Le didacticiel vous apprend que vous devez garder à l’esprit la vitesse du jeu, pas votre propre vitesse. Il n’y a presque pas de latence entre l’utilisation d’une commande et sa lecture à l’écran, mais ce n’est pas la même chose que de bouger son propre corps dans une situation réelle.

[I learned this lesson in sometimes painful ways in college. I studied Kung Fu for a couple years with my Sihing (a.k.a. Chuck). He shared many lessons he learned from his Sifu, most of them delivered quickly, some of them while I was lying on my back from the lesson which had been delivered about a half second before (yeah, Chuck was a black sash at the time).]

Le jeu montre des mouvements impressionnants et réalistes pour le héros, y compris l’utilisation d’armes.

Vous obtenez la gamme normale de parades, frappes, coups de pied, etc. Vous obtenez également des lancers, des acrobaties limitées, des mouvements de bris d’os et des combos de finition. Le combat est fluide et rapide, vous devrez donc rester vigilant. Le jeu fournit une sorte de compteur d’endurance afin que vous puissiez suivre votre rythme pendant le combat. Il y a des largages d’armes intermittents même au début. J’ai trouvé que vous pouvez prendre une belle longueur de tuyau et l’utiliser à bon escient. Il n’est pas livré avec un arc, mais il fait un « ponk » très satisfaisant lorsqu’il est utilisé.

Comme prévu, lorsque vous accumulez suffisamment de points d’expérience, vous pouvez visiter l’arbre de compétences pour ajouter de nouveaux mouvements à votre répertoire. Le jeu n’est pas du tout subtil avec celui-ci ; pour accéder à l’arbre de compétences, vous marchez jusqu’à un petit arbre dans la cour de votre maison. Un peu «clou sur la tête», mais l’aspect et la convivialité de la cour et de l’arbre sont très authentiques. L’arbre de compétences ne vous oblige pas à suivre une progression linéaire ; vous pouvez acquérir n’importe quelle compétence tant que vous avez les points pour cela. C’est très pratique car vous pouvez obtenir un meilleur résultat en fonction du méchant que vous allez affronter ensuite.

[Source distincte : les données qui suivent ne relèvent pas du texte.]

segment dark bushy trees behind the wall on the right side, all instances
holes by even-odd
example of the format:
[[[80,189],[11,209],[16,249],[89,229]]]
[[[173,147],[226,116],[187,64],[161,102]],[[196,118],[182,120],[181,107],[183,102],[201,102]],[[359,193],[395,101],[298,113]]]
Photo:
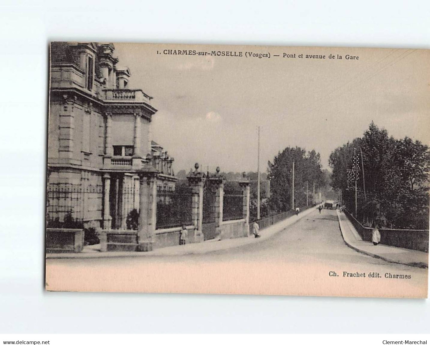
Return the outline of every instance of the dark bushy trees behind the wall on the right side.
[[[344,203],[350,211],[355,209],[355,191],[347,188],[347,169],[351,169],[354,148],[360,160],[357,218],[366,225],[372,225],[379,205],[388,227],[427,229],[428,146],[408,137],[394,139],[388,136],[386,129],[380,129],[372,122],[361,138],[336,148],[329,158],[331,183],[333,188],[342,191]]]

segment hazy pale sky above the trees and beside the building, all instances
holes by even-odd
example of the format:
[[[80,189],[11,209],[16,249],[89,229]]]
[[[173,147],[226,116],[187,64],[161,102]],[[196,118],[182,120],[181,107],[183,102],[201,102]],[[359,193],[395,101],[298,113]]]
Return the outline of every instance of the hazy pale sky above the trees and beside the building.
[[[176,172],[196,162],[205,171],[256,171],[258,126],[261,171],[287,146],[315,149],[328,168],[330,153],[362,136],[372,120],[395,138],[430,142],[427,50],[114,44],[118,66],[132,74],[128,87],[154,97],[152,138],[175,158]],[[166,55],[164,49],[270,58]]]

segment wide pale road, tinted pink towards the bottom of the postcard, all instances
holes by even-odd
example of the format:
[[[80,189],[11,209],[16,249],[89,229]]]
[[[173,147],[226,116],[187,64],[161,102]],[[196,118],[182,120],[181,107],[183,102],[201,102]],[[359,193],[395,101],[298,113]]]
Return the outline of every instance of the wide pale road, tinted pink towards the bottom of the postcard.
[[[391,297],[425,296],[427,272],[350,249],[334,210],[314,211],[269,239],[211,253],[49,259],[46,267],[52,290]]]

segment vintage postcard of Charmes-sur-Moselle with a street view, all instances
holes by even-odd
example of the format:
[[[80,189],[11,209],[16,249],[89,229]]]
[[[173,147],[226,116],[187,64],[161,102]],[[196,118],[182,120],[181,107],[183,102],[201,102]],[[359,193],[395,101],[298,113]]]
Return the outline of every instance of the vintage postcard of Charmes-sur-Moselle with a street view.
[[[52,42],[46,290],[427,298],[430,51]]]

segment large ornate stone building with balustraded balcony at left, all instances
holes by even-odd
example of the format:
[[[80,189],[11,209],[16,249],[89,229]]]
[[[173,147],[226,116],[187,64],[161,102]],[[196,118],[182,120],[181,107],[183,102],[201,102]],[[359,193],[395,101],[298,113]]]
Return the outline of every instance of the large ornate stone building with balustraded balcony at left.
[[[117,64],[112,43],[51,44],[48,227],[126,229],[133,209],[153,212],[151,188],[175,186],[173,158],[151,138],[152,97]]]

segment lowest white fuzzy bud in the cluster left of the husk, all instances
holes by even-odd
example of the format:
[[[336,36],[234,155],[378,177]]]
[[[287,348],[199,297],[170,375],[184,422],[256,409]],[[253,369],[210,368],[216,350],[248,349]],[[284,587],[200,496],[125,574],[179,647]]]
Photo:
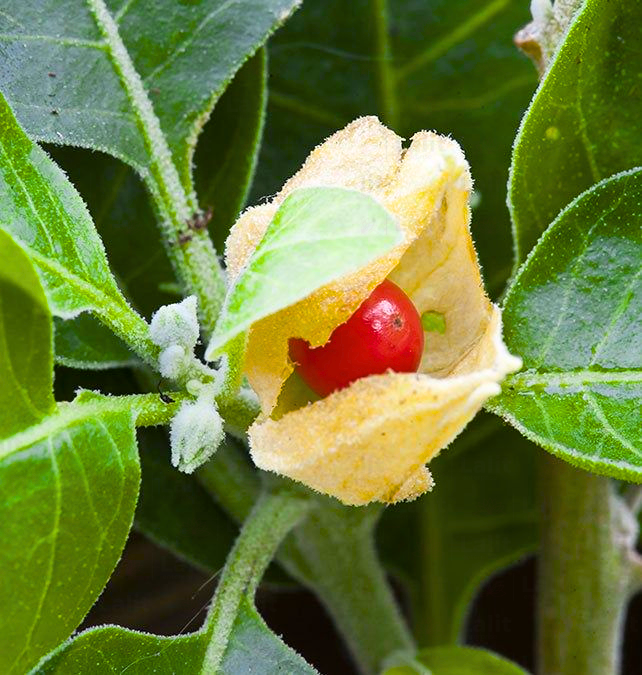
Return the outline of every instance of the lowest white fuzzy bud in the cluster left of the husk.
[[[223,420],[213,403],[205,398],[184,401],[170,426],[172,464],[192,473],[216,452],[224,436]]]

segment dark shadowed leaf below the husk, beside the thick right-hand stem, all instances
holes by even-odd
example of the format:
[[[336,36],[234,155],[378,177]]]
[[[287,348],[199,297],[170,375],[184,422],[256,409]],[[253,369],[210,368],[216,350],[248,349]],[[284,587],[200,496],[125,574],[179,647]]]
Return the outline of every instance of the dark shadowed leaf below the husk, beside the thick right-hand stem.
[[[481,585],[535,549],[535,459],[525,438],[479,415],[431,461],[435,489],[384,512],[378,542],[409,592],[420,643],[460,641]]]

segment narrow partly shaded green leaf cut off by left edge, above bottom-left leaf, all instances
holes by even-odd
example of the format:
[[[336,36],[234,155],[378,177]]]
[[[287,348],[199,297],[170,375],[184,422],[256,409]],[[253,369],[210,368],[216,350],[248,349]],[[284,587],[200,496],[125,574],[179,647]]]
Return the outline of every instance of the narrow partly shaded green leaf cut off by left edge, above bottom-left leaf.
[[[24,251],[0,230],[0,438],[55,408],[51,314]]]

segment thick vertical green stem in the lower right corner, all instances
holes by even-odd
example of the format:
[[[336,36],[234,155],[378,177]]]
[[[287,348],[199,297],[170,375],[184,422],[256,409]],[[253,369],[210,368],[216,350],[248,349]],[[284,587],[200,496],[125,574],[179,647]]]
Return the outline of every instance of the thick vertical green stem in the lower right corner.
[[[538,672],[617,675],[637,523],[613,481],[541,456]]]

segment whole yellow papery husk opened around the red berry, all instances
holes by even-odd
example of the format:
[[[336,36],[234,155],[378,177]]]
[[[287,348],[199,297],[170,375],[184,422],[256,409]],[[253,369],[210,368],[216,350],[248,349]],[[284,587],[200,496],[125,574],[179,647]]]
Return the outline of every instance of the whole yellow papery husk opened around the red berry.
[[[469,230],[472,181],[459,145],[422,131],[408,149],[376,118],[356,120],[316,148],[268,204],[247,210],[228,239],[232,279],[256,248],[280,203],[299,187],[361,190],[387,208],[404,241],[387,255],[257,322],[245,372],[262,416],[249,435],[257,466],[347,504],[412,499],[432,486],[424,465],[499,392],[520,367],[501,340],[500,310],[487,298]],[[428,333],[417,374],[362,378],[278,420],[270,419],[293,364],[288,340],[327,342],[384,279],[420,313],[445,318]]]

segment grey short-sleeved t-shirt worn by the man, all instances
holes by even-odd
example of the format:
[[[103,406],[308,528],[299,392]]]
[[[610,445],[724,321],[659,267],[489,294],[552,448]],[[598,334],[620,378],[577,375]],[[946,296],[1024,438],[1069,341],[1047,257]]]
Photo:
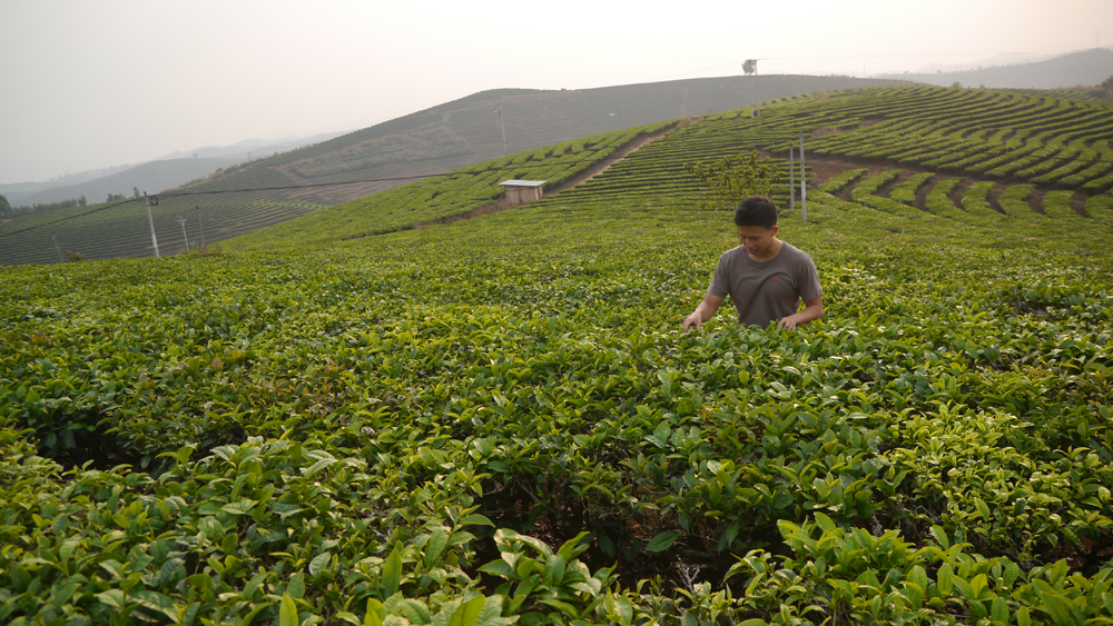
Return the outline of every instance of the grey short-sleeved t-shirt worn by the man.
[[[800,300],[821,296],[823,288],[811,257],[781,241],[777,256],[762,262],[750,259],[746,246],[723,252],[707,292],[729,295],[739,322],[765,327],[795,314]]]

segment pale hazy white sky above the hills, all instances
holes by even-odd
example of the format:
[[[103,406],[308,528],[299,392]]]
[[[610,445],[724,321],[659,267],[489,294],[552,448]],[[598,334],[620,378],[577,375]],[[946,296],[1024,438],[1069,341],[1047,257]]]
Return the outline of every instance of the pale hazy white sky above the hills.
[[[0,182],[484,89],[875,74],[1113,46],[1113,0],[0,0]]]

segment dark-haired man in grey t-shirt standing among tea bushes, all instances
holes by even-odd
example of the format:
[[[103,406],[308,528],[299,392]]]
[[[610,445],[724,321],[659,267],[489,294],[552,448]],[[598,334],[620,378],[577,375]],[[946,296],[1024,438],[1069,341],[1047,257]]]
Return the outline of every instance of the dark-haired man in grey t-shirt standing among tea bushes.
[[[715,266],[715,277],[703,301],[683,326],[702,328],[729,295],[738,321],[796,328],[824,315],[823,289],[811,257],[777,239],[777,207],[772,200],[751,196],[735,211],[741,246],[732,248]],[[797,311],[804,300],[804,310]]]

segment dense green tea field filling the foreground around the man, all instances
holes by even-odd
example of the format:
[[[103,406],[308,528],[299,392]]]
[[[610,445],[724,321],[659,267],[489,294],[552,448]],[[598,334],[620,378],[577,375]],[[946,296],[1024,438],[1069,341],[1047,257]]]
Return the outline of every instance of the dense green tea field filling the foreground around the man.
[[[836,155],[967,97],[1014,96],[717,116],[451,225],[372,235],[397,208],[364,201],[236,251],[0,268],[0,622],[1110,623],[1104,175]],[[683,332],[737,245],[683,163],[801,132],[846,145],[782,211],[824,318]],[[450,207],[424,185],[407,207]]]

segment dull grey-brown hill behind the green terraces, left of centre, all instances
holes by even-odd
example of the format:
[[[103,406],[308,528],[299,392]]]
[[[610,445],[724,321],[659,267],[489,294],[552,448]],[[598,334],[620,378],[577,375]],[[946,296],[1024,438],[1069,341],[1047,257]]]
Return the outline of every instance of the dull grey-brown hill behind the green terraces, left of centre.
[[[812,91],[902,81],[848,77],[761,76],[629,85],[584,90],[503,89],[475,93],[390,120],[315,146],[227,168],[208,180],[164,195],[154,208],[159,237],[183,249],[178,219],[188,218],[188,238],[207,242],[278,223],[316,209],[383,191],[416,178],[600,132],[684,117],[705,116]],[[502,111],[502,117],[494,112]],[[352,182],[358,181],[358,182]],[[112,192],[129,193],[135,183]],[[140,187],[156,192],[161,186]],[[100,197],[88,196],[90,200]],[[62,213],[28,217],[3,232],[36,227],[0,246],[0,265],[53,262],[53,240],[85,258],[154,255],[144,210],[99,210],[96,226],[58,221]],[[66,213],[72,216],[79,213]],[[50,231],[36,225],[50,221]],[[105,230],[101,230],[105,229]],[[146,235],[144,235],[146,233]]]

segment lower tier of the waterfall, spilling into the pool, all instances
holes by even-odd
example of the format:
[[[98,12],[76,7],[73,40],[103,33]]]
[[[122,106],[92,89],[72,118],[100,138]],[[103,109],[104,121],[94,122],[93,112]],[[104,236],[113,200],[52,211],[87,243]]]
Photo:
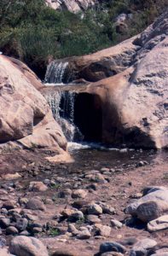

Le jeu vous guidera avec une carte du monde, mais ce n’est pas tout à fait évident de quoi il s’agit au début du jeu. Votre vie d’adulte de vengeance commence par la pratique avec votre mannequin de wing chun à la maison. Là, une grande fenêtre donne sur la ville. Cette fenêtre est la carte du monde qui peut vous emmener dans différentes zones afin que vous puissiez commencer à vous frayer un chemin à travers les crétins.

Sifu n’est pas complètement sans défauts. Il y avait quelques points où j’ai trouvé que vous pouviez déplacer votre personnage d’une manière qui permet à votre corps de se heurter à la caméra. Cela vous empêche de voir votre corps. Ce n’est pas si mal, mais cela laisse la scène un peu plus sombre, ce qui rend un peu plus difficile de discerner les détails. Cela peut également bloquer la visibilité des obstacles, ce qui pourrait signifier de vous laisser reculer dans un coin. Sinon, les visuels sont plutôt bons. Le jeu n’offre pas de graphismes photo-réalistes, mais il n’est pas trop anguleux. Les éléments environnementaux offrent un monde complet et réaliste sans avoir l’air forcé.

Les effets sonores sont très bons et le doublage est suffisant.

Sifu fait ce qu’un jeu de ce genre devrait faire : vous faire sentir comme un héros d’action qui dirige le déroulement du film. Au moment où j’écris ceci, Sifu peut être acheté sur le site de Nintendo pour 39,99 $. Compte tenu des bons visuels et de la sensation nette de l’action, ainsi que de la rejouabilité, c’est un prix raisonnable.